Building a new plant can take years and often comes with its share of technology problems related to system configuration, network integration and device compatibility. Avoiding technical trouble during design and startup of a new facility is a critical part of the plan. To that end, streamlining the programming and commissioning of thousands of field devices was on the forefront of Andy Bahniuk’s mind during the expansion of the Shell Canada Scotford refinery and chemicals plant in Fort Saskatchewan, Alberta.
Shell Canada runs the Athabasca Oil Sands Project (AOSP) comprised of two mines excavating ore containing bitumen (a semi-solid form of crude oil) from the tar sands. The surge in oil sands production required an expansion of the processing facility. In 2004, Shell Canada began to build out the Scotford Upgrader, the feedstock for the refinery that upgrades bitumen from the Shell Albian Sands and converts it to synthetic crude. The synthetic crude is shipped to refineries, where it is further processed into fuel products like gasoline.
Originally supporting a 155,000 barrel per day (bpd) capacity, in 2010 Shell authorized an additional 100,000 bpd expansion to the Scotford Upgrader facility. That’s when the Shell team got hit with a technology roadblock. The measurement and control devices were supposed to arrive pre-configured, but did not.

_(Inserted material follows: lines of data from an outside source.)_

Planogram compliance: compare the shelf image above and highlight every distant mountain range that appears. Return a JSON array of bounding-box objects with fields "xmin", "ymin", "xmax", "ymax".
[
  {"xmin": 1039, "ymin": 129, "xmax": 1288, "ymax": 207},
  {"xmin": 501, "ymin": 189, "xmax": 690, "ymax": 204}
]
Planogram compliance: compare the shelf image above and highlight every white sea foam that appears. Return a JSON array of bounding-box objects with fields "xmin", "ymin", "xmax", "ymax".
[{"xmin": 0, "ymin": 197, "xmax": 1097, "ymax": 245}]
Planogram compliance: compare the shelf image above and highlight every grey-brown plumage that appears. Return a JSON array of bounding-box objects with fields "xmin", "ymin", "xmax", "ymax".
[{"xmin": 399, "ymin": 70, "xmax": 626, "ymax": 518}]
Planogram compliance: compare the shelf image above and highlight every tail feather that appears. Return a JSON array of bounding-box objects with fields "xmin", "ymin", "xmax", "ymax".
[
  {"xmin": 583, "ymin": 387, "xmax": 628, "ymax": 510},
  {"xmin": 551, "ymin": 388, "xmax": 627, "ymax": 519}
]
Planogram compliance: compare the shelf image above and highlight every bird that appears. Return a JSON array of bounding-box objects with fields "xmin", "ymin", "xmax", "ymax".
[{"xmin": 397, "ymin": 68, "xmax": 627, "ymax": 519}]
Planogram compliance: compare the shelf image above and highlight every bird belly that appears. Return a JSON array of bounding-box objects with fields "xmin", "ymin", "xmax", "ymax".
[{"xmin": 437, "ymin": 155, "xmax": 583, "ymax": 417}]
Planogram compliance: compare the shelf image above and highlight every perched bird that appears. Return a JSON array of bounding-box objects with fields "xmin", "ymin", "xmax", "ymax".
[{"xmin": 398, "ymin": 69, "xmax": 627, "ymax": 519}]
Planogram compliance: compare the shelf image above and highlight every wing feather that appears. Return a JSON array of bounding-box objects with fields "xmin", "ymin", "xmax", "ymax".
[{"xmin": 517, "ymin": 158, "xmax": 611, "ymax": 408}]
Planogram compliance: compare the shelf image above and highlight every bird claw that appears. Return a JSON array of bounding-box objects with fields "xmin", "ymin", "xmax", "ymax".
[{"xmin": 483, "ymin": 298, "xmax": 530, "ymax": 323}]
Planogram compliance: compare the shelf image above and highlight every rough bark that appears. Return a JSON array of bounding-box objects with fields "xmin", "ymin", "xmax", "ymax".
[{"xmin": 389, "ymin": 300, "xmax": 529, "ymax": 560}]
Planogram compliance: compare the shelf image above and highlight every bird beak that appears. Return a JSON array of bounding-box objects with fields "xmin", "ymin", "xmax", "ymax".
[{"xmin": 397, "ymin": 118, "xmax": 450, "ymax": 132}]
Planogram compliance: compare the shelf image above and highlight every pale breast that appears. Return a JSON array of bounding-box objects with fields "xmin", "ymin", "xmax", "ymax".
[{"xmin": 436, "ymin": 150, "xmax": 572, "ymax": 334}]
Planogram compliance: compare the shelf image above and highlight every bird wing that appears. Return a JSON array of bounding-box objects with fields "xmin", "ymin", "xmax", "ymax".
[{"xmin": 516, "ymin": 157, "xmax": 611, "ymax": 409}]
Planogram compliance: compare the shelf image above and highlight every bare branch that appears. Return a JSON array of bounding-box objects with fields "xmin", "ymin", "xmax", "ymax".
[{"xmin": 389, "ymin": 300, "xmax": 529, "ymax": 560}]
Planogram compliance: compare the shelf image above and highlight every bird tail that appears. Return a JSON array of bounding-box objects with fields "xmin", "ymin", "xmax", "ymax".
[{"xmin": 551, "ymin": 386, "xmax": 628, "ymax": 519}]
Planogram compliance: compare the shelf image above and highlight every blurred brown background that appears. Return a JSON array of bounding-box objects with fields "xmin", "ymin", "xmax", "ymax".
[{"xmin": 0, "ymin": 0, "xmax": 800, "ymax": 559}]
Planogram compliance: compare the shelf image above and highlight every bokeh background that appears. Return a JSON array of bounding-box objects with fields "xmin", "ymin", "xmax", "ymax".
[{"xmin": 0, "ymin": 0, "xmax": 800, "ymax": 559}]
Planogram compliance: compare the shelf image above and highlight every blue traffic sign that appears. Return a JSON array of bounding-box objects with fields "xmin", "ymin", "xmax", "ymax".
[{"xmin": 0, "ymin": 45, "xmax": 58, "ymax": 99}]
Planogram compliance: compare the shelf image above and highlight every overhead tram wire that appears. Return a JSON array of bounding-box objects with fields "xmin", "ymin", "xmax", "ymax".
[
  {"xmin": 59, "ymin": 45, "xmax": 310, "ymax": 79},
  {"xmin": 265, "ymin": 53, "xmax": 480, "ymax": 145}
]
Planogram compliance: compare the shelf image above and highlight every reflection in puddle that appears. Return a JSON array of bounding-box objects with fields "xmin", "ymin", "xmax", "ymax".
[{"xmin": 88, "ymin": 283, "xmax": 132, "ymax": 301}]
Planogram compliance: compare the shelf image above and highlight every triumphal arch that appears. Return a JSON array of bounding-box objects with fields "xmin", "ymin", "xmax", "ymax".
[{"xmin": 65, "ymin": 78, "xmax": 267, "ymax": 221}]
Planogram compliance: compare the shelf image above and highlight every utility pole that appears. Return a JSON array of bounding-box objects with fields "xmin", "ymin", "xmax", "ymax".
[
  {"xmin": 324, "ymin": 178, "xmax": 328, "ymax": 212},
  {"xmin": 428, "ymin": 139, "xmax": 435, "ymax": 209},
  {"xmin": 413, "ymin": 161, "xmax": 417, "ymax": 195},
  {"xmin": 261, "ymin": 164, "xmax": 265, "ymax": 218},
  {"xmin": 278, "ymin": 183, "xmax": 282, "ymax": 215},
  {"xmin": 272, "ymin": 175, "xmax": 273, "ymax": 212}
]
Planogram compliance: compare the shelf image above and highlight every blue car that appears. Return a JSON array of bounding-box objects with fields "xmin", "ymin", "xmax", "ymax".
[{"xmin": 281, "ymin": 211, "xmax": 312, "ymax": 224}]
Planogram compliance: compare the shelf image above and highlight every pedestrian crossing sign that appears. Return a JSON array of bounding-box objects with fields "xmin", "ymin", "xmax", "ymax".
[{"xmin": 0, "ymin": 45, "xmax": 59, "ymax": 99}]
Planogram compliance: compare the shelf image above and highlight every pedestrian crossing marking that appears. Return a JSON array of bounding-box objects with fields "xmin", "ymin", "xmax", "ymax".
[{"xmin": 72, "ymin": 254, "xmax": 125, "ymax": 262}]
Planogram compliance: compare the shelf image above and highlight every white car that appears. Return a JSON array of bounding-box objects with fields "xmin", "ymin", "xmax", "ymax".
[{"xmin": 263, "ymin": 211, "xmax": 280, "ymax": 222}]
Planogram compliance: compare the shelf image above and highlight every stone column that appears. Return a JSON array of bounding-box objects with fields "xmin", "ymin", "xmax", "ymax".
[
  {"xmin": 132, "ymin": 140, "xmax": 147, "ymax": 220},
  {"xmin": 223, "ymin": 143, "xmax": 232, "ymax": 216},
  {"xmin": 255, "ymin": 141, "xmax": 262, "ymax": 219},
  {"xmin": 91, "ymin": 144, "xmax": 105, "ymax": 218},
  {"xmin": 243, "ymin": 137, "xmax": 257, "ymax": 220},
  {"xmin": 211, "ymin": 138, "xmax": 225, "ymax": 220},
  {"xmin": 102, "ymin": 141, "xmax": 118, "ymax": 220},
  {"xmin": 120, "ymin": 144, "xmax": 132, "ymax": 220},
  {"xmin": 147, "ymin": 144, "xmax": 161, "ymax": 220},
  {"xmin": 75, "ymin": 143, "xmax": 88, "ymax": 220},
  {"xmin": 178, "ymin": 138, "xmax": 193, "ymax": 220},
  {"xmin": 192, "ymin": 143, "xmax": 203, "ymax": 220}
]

The challenge: How to safely program and commission more than 1,500 intelligent devices from 26 different vendors in a timely fashion so as to not throw off the engineering schedule.
Working with its distributed control system (DCS) vendor Honeywell, Shell tapped into the company’s Field Device Manager (FDM) software, an asset management system that enables remote configuration and maintenance of smart field devices based on HART, Profibus and Fieldbus Foundation protocols.
Using the Honeywell system, the Shell team set up all of the devices in about three months and conducted testing for another four to six months, saving the company a lot of time and money, says Bahniuk, a control system specialist and a lead instrumentation technologist at Shell Canada.
The FDM tools simplified the configuration and management tasks for the engineering team. “It is all transparent to the end user,” Bahniuk says. “FDM gathers the HART information and puts it into one place for easier troubleshooting and monitoring.”
It’s true, Honeywell’s FDM asset management system played a huge role in the quick commissioning and startup of so many different instruments, but it is the technology inside—in the form of the Field Device Tool (FDT) standard—that enables the asset management system to easily configure and maintain intelligent field devices.
FDT creates a common communication method between field devices and control or monitoring systems that are used to configure, operate, maintain and diagnose intelligent field instrumentation in both factory and process automation applications. It is not a communication protocol, but rather an interface that is an IEC standard (IEC 62453) and an ISA standard (ISA 103). In essence, it is the “secret sauce” that regulates data exchange between devices and automation systems. Devices can be configured, serviced and maintained via a standardized interface, independent of manufacturer, device type or communication protocol. And, when device and control system suppliers comply with the FDT standard, achieving seamless interoperability is easy.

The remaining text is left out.